AbiWord/Gnumeric and Fedora

by havoc

I think there’s some misunderstanding here. Several points:

  • For FC4 specifically, there are some hard limits on the size of
    Core. So lots of stuff had to be moved to Extras – including many
    things besides AbiWord and Gnumeric – for practical reasons. This is
    just reality, and I don’t think it’s fair or reasonable to take it
    personally. If you suggest something else to remove instead, would it
    be fair for the developers of that something else to feel that you had
    a personal thing against them?
  • Extras is not a “dumping ground,” it’s in CVS in the same way as Core,
    has the same quality guidelines as Core, and is easily accessible from
    yum in the same way as Core. Extras is simply the universe of all
    packages and Core is a subset. In other words, Extras is a part of
    the Fedora Project
    . The Core/Extras split is about how large a
    subset release engineering deals with when building the ISO
    images. And this decision to remove some packages is caused by release
    engineering and mirror problems if we go above 4 ISOs in FC4.
  • Many, many people install a minimal system, reboot, and then “yum
    install” the remainder of the OS. (This was always the way with Debian
    back in the day as well, when you had to do this to avoid dselect
    doom.) For people doing this, Core vs. Extras basically doesn’t
    matter. Even things not in Extras are easy to use; I have jpackage in my yum.conf for example.
  • The long-term plan (for FC5) will probably be to either move a lot
    more stuff to Extras, shrinking Core to be more or less “the
    default install only,” or to move the things we temporarily moved out
    for FC4 back in to Core. So this whole thing is just a short-term
    situation.
  • The Red Hat desktop team is planning to keep maintaining the AbiWord
    and Gnumeric packages in Extras for now.

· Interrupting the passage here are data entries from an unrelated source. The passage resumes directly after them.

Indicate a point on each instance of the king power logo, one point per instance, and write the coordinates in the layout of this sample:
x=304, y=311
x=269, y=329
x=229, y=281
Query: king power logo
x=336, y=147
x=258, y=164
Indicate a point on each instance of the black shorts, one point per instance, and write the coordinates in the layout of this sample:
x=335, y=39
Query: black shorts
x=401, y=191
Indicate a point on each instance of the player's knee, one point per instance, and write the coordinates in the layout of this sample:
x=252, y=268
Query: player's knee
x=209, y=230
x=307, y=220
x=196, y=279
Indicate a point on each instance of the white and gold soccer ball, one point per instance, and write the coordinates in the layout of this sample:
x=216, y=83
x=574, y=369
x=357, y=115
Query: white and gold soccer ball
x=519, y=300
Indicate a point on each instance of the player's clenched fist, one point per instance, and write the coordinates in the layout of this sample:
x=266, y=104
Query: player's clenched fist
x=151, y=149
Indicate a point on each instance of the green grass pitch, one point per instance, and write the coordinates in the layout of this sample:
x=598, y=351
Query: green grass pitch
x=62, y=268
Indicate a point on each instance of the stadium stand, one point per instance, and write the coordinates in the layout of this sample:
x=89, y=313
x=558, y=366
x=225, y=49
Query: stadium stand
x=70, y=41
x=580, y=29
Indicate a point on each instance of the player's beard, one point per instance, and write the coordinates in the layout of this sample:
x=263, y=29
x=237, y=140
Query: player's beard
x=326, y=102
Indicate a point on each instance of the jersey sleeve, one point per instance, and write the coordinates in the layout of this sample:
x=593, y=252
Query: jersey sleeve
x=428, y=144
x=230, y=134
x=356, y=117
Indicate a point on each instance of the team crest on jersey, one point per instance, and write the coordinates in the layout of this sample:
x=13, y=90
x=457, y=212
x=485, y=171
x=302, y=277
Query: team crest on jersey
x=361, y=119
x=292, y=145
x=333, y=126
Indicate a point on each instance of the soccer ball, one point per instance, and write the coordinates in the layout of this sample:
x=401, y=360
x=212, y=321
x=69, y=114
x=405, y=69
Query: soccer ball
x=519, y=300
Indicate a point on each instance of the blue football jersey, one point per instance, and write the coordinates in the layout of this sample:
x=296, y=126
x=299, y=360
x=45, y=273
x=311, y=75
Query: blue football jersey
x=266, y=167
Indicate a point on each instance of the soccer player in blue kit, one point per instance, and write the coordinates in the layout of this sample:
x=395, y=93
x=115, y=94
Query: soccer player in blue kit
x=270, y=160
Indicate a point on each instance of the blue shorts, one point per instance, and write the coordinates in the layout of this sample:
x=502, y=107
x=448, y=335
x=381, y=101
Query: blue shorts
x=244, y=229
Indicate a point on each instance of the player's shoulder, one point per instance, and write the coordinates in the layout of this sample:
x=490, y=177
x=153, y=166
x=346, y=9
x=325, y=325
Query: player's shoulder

All this is explained in the huuuuuuuuuuuuuuge mailing list thread
about what to remove; but I can’t really blame anyone if they didn’t
read the whole thing. Anyone is welcome to read it and suggest
something else to remove instead of the current list, but I think
anyone reading it will realize that the problem is intractable, and
requires the long-term plan of either a) re-expanding Core or b)
shrinking Core to be some relatively objective set like “the
default install.”

On the overall office suite question, the Red Hat engineering team is
very supportive of a native (and just plain better) office suite. I am
personally as well, and was recently re-convinced of the value of this
when I tried out Pages and Keynote. But given that we have to remove
something, it just makes sense to remove duplicate functionality
first, instead of for example removing all office suites in
order to keep a choice of ten text editors.